À long terme, le risque de voir les prix continuer de s’envoler est réel. En effet, actuellement, la demande augmente à un rythme de 1 à 1,5 % par an et les réserves de capacité de production sont de 3 %. Alors que nous sommes en période de ralentissement économique, ce rythme n’a pas ralenti. En cas de redressement économique en 2009-2010, la demande sera encore plus forte et le marché tendu.

Les activités d’exploration gagnent en rentabilité

Au plus grand est l’écart entre le prix du pétrole et les coûts de production, au plus il est intéressant d’investir dans l’exploration.
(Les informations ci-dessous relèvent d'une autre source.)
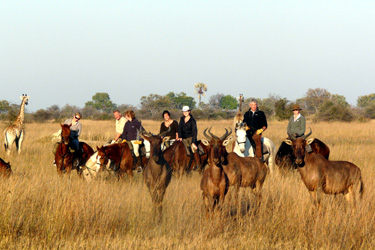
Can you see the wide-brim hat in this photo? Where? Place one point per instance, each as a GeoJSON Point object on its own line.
{"type": "Point", "coordinates": [185, 108]}
{"type": "Point", "coordinates": [296, 107]}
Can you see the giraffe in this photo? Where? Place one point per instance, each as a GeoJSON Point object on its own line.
{"type": "Point", "coordinates": [16, 131]}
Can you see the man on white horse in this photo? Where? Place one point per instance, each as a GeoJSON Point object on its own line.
{"type": "Point", "coordinates": [257, 124]}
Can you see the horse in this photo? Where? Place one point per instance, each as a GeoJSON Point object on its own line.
{"type": "Point", "coordinates": [158, 173]}
{"type": "Point", "coordinates": [214, 182]}
{"type": "Point", "coordinates": [5, 169]}
{"type": "Point", "coordinates": [64, 157]}
{"type": "Point", "coordinates": [243, 148]}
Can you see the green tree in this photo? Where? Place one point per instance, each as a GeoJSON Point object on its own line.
{"type": "Point", "coordinates": [214, 101]}
{"type": "Point", "coordinates": [101, 102]}
{"type": "Point", "coordinates": [330, 110]}
{"type": "Point", "coordinates": [313, 99]}
{"type": "Point", "coordinates": [282, 111]}
{"type": "Point", "coordinates": [366, 100]}
{"type": "Point", "coordinates": [228, 102]}
{"type": "Point", "coordinates": [4, 106]}
{"type": "Point", "coordinates": [180, 100]}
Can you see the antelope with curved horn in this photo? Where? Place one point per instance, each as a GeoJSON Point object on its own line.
{"type": "Point", "coordinates": [324, 176]}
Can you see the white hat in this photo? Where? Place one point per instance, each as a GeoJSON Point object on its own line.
{"type": "Point", "coordinates": [185, 108]}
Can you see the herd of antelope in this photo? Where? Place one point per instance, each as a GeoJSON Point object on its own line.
{"type": "Point", "coordinates": [225, 169]}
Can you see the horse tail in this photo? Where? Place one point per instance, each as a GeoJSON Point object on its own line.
{"type": "Point", "coordinates": [6, 143]}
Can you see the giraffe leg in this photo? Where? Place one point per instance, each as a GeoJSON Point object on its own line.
{"type": "Point", "coordinates": [19, 141]}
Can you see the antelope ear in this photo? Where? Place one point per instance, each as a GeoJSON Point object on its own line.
{"type": "Point", "coordinates": [167, 138]}
{"type": "Point", "coordinates": [309, 141]}
{"type": "Point", "coordinates": [226, 142]}
{"type": "Point", "coordinates": [205, 142]}
{"type": "Point", "coordinates": [145, 137]}
{"type": "Point", "coordinates": [289, 142]}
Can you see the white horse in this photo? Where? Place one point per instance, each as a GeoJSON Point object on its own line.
{"type": "Point", "coordinates": [243, 148]}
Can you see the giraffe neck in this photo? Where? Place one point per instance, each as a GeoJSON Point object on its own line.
{"type": "Point", "coordinates": [21, 115]}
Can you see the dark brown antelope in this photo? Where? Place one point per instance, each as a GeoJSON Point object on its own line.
{"type": "Point", "coordinates": [285, 157]}
{"type": "Point", "coordinates": [245, 172]}
{"type": "Point", "coordinates": [158, 173]}
{"type": "Point", "coordinates": [214, 183]}
{"type": "Point", "coordinates": [323, 176]}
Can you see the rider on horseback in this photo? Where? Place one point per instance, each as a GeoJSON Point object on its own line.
{"type": "Point", "coordinates": [75, 132]}
{"type": "Point", "coordinates": [257, 124]}
{"type": "Point", "coordinates": [131, 135]}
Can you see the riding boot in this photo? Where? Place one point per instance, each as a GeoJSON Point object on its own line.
{"type": "Point", "coordinates": [191, 158]}
{"type": "Point", "coordinates": [139, 164]}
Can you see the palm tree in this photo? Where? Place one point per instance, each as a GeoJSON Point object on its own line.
{"type": "Point", "coordinates": [200, 88]}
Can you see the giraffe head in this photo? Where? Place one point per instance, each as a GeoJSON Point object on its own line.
{"type": "Point", "coordinates": [25, 98]}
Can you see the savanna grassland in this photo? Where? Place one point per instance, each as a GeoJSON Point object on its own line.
{"type": "Point", "coordinates": [40, 210]}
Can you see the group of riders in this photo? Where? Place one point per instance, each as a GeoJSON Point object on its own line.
{"type": "Point", "coordinates": [128, 129]}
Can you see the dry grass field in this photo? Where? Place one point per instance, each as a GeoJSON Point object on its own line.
{"type": "Point", "coordinates": [40, 210]}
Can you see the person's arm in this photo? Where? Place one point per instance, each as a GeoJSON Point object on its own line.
{"type": "Point", "coordinates": [179, 132]}
{"type": "Point", "coordinates": [303, 125]}
{"type": "Point", "coordinates": [79, 128]}
{"type": "Point", "coordinates": [289, 126]}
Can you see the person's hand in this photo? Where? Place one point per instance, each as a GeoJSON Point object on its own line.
{"type": "Point", "coordinates": [259, 131]}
Avec une hausse des prix du pétrole (en dollars) de 25 % depuis le début de l’année et de 100 % sur les douze derniers mois, il est évident que, même en tenant compte d’une hausse des coûts des équipements et des services, il existe un intérêt réel pour les sociétés pétrolières à investir dans l’exploration.
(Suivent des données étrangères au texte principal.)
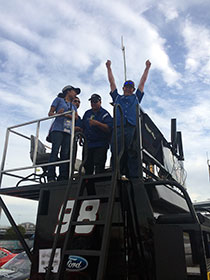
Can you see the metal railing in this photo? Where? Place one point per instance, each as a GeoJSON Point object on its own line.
{"type": "Point", "coordinates": [34, 165]}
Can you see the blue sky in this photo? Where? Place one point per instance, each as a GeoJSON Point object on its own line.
{"type": "Point", "coordinates": [45, 45]}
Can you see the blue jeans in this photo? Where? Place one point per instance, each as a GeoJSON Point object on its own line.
{"type": "Point", "coordinates": [129, 164]}
{"type": "Point", "coordinates": [60, 141]}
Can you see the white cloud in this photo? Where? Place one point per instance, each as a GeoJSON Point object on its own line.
{"type": "Point", "coordinates": [197, 41]}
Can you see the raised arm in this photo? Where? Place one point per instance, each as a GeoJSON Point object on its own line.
{"type": "Point", "coordinates": [110, 76]}
{"type": "Point", "coordinates": [144, 76]}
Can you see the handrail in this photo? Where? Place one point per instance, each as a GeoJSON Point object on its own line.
{"type": "Point", "coordinates": [34, 165]}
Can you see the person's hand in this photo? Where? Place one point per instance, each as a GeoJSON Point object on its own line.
{"type": "Point", "coordinates": [108, 63]}
{"type": "Point", "coordinates": [77, 129]}
{"type": "Point", "coordinates": [148, 64]}
{"type": "Point", "coordinates": [68, 116]}
{"type": "Point", "coordinates": [93, 122]}
{"type": "Point", "coordinates": [60, 111]}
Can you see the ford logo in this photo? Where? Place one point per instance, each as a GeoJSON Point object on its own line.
{"type": "Point", "coordinates": [76, 263]}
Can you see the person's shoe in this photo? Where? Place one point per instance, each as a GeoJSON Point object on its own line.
{"type": "Point", "coordinates": [51, 180]}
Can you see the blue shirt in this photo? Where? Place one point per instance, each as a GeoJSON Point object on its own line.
{"type": "Point", "coordinates": [78, 122]}
{"type": "Point", "coordinates": [62, 123]}
{"type": "Point", "coordinates": [96, 137]}
{"type": "Point", "coordinates": [128, 104]}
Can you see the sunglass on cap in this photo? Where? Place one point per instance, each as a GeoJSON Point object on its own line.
{"type": "Point", "coordinates": [94, 100]}
{"type": "Point", "coordinates": [129, 83]}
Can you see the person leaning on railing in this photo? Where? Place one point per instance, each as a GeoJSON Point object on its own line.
{"type": "Point", "coordinates": [60, 131]}
{"type": "Point", "coordinates": [128, 102]}
{"type": "Point", "coordinates": [97, 125]}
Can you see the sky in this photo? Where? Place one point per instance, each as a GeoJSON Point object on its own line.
{"type": "Point", "coordinates": [46, 45]}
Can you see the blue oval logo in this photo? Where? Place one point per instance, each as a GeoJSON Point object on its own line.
{"type": "Point", "coordinates": [76, 263]}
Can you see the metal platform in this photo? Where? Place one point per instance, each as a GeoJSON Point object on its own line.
{"type": "Point", "coordinates": [33, 191]}
{"type": "Point", "coordinates": [29, 191]}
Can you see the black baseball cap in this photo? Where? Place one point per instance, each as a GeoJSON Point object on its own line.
{"type": "Point", "coordinates": [95, 97]}
{"type": "Point", "coordinates": [129, 83]}
{"type": "Point", "coordinates": [70, 88]}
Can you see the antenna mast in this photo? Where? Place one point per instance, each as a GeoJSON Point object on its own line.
{"type": "Point", "coordinates": [208, 163]}
{"type": "Point", "coordinates": [124, 62]}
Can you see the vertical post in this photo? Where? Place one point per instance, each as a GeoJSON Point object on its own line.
{"type": "Point", "coordinates": [139, 140]}
{"type": "Point", "coordinates": [71, 164]}
{"type": "Point", "coordinates": [4, 155]}
{"type": "Point", "coordinates": [36, 143]}
{"type": "Point", "coordinates": [124, 61]}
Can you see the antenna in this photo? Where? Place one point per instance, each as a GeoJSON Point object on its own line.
{"type": "Point", "coordinates": [208, 163]}
{"type": "Point", "coordinates": [124, 62]}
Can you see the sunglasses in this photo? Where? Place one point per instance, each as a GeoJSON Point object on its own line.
{"type": "Point", "coordinates": [94, 101]}
{"type": "Point", "coordinates": [128, 84]}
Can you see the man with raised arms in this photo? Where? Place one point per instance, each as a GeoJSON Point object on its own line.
{"type": "Point", "coordinates": [128, 101]}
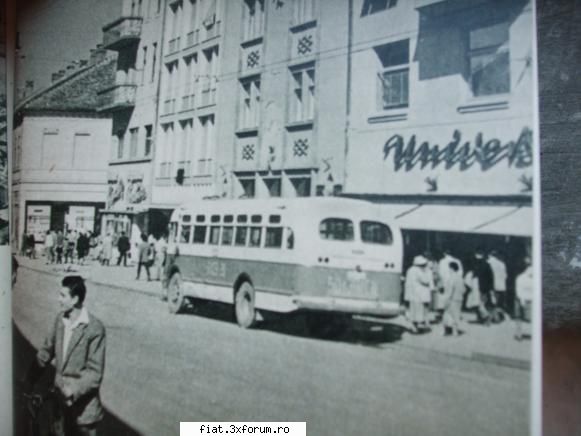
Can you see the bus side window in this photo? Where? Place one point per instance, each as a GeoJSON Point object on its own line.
{"type": "Point", "coordinates": [227, 235]}
{"type": "Point", "coordinates": [214, 235]}
{"type": "Point", "coordinates": [199, 234]}
{"type": "Point", "coordinates": [241, 235]}
{"type": "Point", "coordinates": [255, 234]}
{"type": "Point", "coordinates": [185, 234]}
{"type": "Point", "coordinates": [290, 238]}
{"type": "Point", "coordinates": [273, 237]}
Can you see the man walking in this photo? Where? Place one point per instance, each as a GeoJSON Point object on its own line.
{"type": "Point", "coordinates": [123, 246]}
{"type": "Point", "coordinates": [77, 343]}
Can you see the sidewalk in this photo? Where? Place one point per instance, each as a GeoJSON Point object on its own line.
{"type": "Point", "coordinates": [494, 344]}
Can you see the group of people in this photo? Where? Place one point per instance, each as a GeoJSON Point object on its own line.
{"type": "Point", "coordinates": [60, 247]}
{"type": "Point", "coordinates": [446, 287]}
Actuellement, les chantiers d’exploration les plus importants se situent au Brésil où de nouveaux gisements viennent d’être découverts (Tupi) et où l’activité de forage est intense étant donné les chances de succès. D’autres régions attirent aussi les convoitises, comme l’Afrique de l’Ouest (Angola) ou encore la Norvège.
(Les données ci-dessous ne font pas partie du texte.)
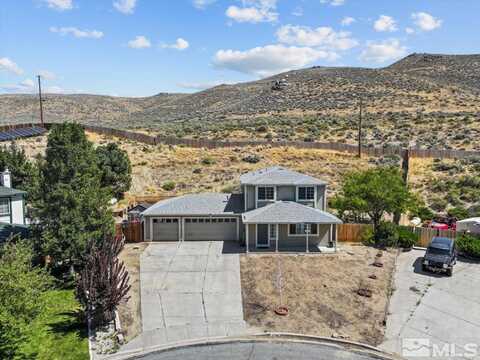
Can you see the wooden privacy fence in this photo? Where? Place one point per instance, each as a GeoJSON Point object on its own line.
{"type": "Point", "coordinates": [352, 233]}
{"type": "Point", "coordinates": [213, 144]}
{"type": "Point", "coordinates": [133, 231]}
{"type": "Point", "coordinates": [425, 235]}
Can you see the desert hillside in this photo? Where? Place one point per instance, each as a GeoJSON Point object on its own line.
{"type": "Point", "coordinates": [422, 100]}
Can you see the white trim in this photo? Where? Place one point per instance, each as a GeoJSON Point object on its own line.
{"type": "Point", "coordinates": [151, 228]}
{"type": "Point", "coordinates": [256, 238]}
{"type": "Point", "coordinates": [274, 187]}
{"type": "Point", "coordinates": [297, 198]}
{"type": "Point", "coordinates": [245, 192]}
{"type": "Point", "coordinates": [276, 232]}
{"type": "Point", "coordinates": [246, 237]}
{"type": "Point", "coordinates": [238, 229]}
{"type": "Point", "coordinates": [311, 234]}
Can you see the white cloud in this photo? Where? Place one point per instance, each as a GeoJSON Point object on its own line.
{"type": "Point", "coordinates": [324, 37]}
{"type": "Point", "coordinates": [270, 59]}
{"type": "Point", "coordinates": [203, 85]}
{"type": "Point", "coordinates": [93, 34]}
{"type": "Point", "coordinates": [425, 21]}
{"type": "Point", "coordinates": [333, 2]}
{"type": "Point", "coordinates": [385, 23]}
{"type": "Point", "coordinates": [60, 5]}
{"type": "Point", "coordinates": [125, 6]}
{"type": "Point", "coordinates": [180, 44]}
{"type": "Point", "coordinates": [383, 51]}
{"type": "Point", "coordinates": [47, 75]}
{"type": "Point", "coordinates": [347, 21]}
{"type": "Point", "coordinates": [254, 11]}
{"type": "Point", "coordinates": [140, 42]}
{"type": "Point", "coordinates": [298, 11]}
{"type": "Point", "coordinates": [8, 65]}
{"type": "Point", "coordinates": [202, 4]}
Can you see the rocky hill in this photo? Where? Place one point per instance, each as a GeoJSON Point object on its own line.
{"type": "Point", "coordinates": [423, 99]}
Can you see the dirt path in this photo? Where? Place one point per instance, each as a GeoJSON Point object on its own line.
{"type": "Point", "coordinates": [129, 312]}
{"type": "Point", "coordinates": [320, 292]}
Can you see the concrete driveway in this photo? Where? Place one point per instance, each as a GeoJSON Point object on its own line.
{"type": "Point", "coordinates": [428, 311]}
{"type": "Point", "coordinates": [189, 290]}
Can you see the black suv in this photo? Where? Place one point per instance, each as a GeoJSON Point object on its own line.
{"type": "Point", "coordinates": [440, 256]}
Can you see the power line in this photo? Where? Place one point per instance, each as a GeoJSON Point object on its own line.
{"type": "Point", "coordinates": [40, 99]}
{"type": "Point", "coordinates": [360, 130]}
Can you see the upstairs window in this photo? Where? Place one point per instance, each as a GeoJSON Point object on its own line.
{"type": "Point", "coordinates": [306, 193]}
{"type": "Point", "coordinates": [266, 193]}
{"type": "Point", "coordinates": [4, 207]}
Dans quel secteur d’activités investir ?

Actuellement  le momentum est très favorable aux valeurs de grandes capitalisations. Les « Majors » profitent en effet pleinement et directement de la hausse des prix. Les estimations des analystes n’intégrant qu’avec un certain retard l’évolution des prix, nous avons donc assisté à des surprises positives lors de la publication de leurs résultats. Cependant, si le momentum à court terme favorise les grandes sociétés pétrolières, le jour où les prix du pétrole se mettent à stagner (même temporairement), leurs bénéfices seront directement touchés.

Au sein du segment des services et équipements pétroliers, nous assistons actuellement à un manque de capacité : les sociétés ne parviennent pas à répondre à la demande, ce qui entraîne une limitation de leur croissance des revenus. Cependant, il y a un aspect positif à cette situation, que nous avons déjà mentionné, à savoir la visibilité car la croissance des revenus sera plus progressive et donc étalée sur une plus longue période. On a récemment assisté à des déceptions au sein de ce secteur d’activités. En effet, les entreprises ont subi une hausse des coûts (main d’œuvre, matières premières…) et n’ont pas réussi à répercuter cette hausse suffisamment rapidement à leur clientèle, ce qui a mis leurs marges sous pression. 2007 a été une année de transition pour ces entreprises. Avant, elles étaient en surcapacité et enregistraient une croissance plus rapide que le secteur dans son ensemble. Maintenant, le manque de capacité ralentit quelque peu leur croissance. Toutefois, selon nous, à un horizon de douze mois, une fois que les nouveaux contrats avec des marges plus élevées, entreront en vigueur, ce problème sera résolu.

Le seul sous-segment que nous déconseillons dans l’immédiat est celui du raffinage. Les marges de ce type d’activité sont actuellement très faibles car les raffineries ne parviennent pas à répercuter la totalité de la hausse du pétrole brut sur le consommateur.